For an avid sports fan and a “numbers” guy (whatever that means), daily fantasy sports is kinda the perfect intersection of all the things I find awesome.
Basically how daily fantasy sports (DFS) work is the following
- All players playing today are available and have some cost, which is determined by the daily fantasy sports site
- You have some salary cap of fake dollars that you use to buy players
- Your goal is to assemble a team of players that will score the most points, given some scoring structure
- The top scoring teams then get paid out based on the tournament type and the payout structure.
- Here’s breakdown of the scoring structure on Draftkings
Obviously, a natural question is whether or not it’s possible to predict player performance accurately enough to inform what players one should pick.
I’ve been developing a library (which is in active development) that tries to answer this question — it scrapes data from Basketball Reference, stores the data in MySQL, and does some simple linear regression on the aforementioned Basketball Reference data.
As I mentioned previously, I use daily boxscore data that is scraped from Basketball Reference (example URL).
Above is an example of predicted player performance for all NBA players playing on 4/10/2015 vs. their actual performance.
Things to note
- The training data set was from 3/1/2015 to 4/5/2015 and the date for predicted player performance (4/10/2015) is outside this training set.
- R-squared is around 0.47, which essentially indicates a lot of unexplained variance between the predicted score and the actual score. However, this might not necessarily have to do with the structure of the prediction model but rather the nature of events being predicted — I’d make the argument that NBA player performances have large variances, by nature.
Let me quickly outline the very simple linear regression model I used to generate the above result.

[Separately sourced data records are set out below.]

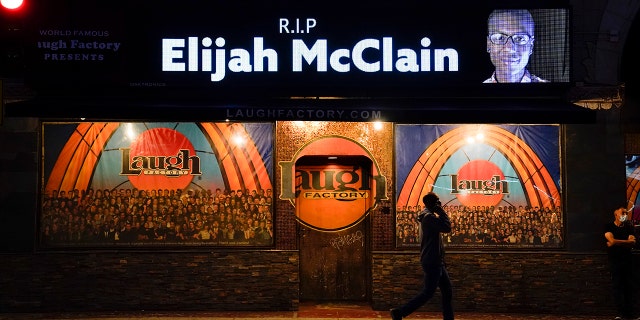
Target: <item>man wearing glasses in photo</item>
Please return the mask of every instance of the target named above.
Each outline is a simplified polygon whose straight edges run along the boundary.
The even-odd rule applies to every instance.
[[[549,82],[527,70],[534,40],[528,10],[493,11],[488,19],[487,52],[495,71],[483,83]]]

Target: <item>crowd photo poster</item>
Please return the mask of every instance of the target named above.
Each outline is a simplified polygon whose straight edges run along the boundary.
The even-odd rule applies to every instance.
[[[396,246],[419,245],[422,197],[452,221],[448,247],[562,248],[557,125],[397,125]]]
[[[273,124],[43,123],[39,244],[271,246]]]

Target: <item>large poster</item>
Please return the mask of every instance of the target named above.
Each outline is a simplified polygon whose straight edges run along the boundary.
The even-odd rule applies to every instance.
[[[561,248],[557,125],[397,125],[396,244],[419,245],[422,197],[452,220],[449,247]]]
[[[43,247],[270,246],[273,124],[43,123]]]

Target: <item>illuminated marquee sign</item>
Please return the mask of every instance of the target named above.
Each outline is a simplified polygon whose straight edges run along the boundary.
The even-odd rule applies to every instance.
[[[278,72],[278,52],[264,48],[264,39],[253,39],[252,49],[235,48],[229,51],[224,48],[225,39],[219,37],[214,41],[205,37],[201,41],[197,37],[185,39],[162,39],[162,71],[204,71],[211,72],[211,81],[224,79],[230,72]],[[188,43],[185,46],[185,43]],[[200,43],[200,45],[199,45]],[[215,43],[215,44],[214,44]],[[350,72],[351,67],[363,72],[430,72],[432,55],[434,55],[433,71],[458,71],[458,52],[455,49],[427,49],[431,40],[427,37],[420,40],[422,48],[413,49],[393,47],[393,38],[363,39],[352,49],[336,49],[328,52],[327,39],[316,40],[308,46],[304,40],[294,39],[291,46],[292,65],[290,70],[302,72],[305,68],[327,72]],[[199,46],[203,49],[198,50]],[[210,49],[215,46],[215,50]],[[188,48],[188,49],[187,49]],[[185,54],[185,51],[187,53]],[[380,58],[372,62],[365,59],[366,51],[374,51]],[[199,58],[201,55],[201,59]],[[177,62],[187,57],[187,62]],[[266,70],[264,61],[266,63]],[[200,62],[201,61],[201,62]],[[253,63],[252,63],[253,62]],[[187,69],[188,65],[188,69]],[[215,67],[214,67],[215,66]]]
[[[526,67],[523,82],[543,79],[545,88],[570,82],[564,2],[465,2],[465,10],[455,2],[410,1],[114,5],[119,8],[111,14],[84,8],[55,15],[65,6],[54,4],[34,9],[40,13],[30,26],[34,86],[193,89],[215,96],[424,96],[447,88],[456,96],[474,90],[503,95],[509,92],[504,86],[485,83],[504,68],[499,59]],[[489,27],[496,9],[531,14],[517,44],[510,27]],[[509,46],[526,52],[526,59],[497,56]],[[50,76],[56,72],[68,76],[59,81]]]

First, I started with the following logic
player performance = f(historical player performance, teammate, opponents, schedule)
Basically, I think about a player’s performance as dependent on four factors — how a player has been playing, what teammates are playing, what opponents are playing, and the player’s schedule.
Now, the specific variables I use to represent these four factors are the following:
- Weighted historical performance
- I calculate this variable using the following weighting: last game’s performance + 0.6 x performance over previous 7 days + 0.3 x performance over previous 14 days + 0.1 x performance over previous 28 days
- Average Draftkings score that the opponent has conceded to the player’s position over the past 28 days
- Example: Over the past 28 days, point guards have scored, on average, 28.6 points against the Houston Rockets
- Missing teammates’ Draftkings scores
- Example: Today, there are 3 teammates that are sitting out for the Oklahoma City Thunder. They have averaged 12, 15, and 25 points on Draftkings, respectively. Thus, the number of “missing” points is 52.
- Is the game a back-to-back?
- I should split up historical performance by week, and add each week’s performance as it’s own variable
- I should actually calculate these regressions on a player-by-player basis rather than aggregating all player information and then running the regression.
- What I mean by this is that I should aggregate all historical data for a particular player, like Russell Westbrook, and then run a regression to predict Russell Westbrook’s next performance. Then move on to the next player, say, Tim Duncan, and do the same thing.
- My reasoning is that I believe that the impact of these variables, like say, whether a game is a back-to-back will vary greatly from player to player. For somebody that could very well be the human Energizer Bunny (see Westbrook, Russell) a back-to-back may have very little impact. For somebody who could pass as the new “Jake from State Farm” (see Duncan, Tim) back-to-backs could be harder to recover from.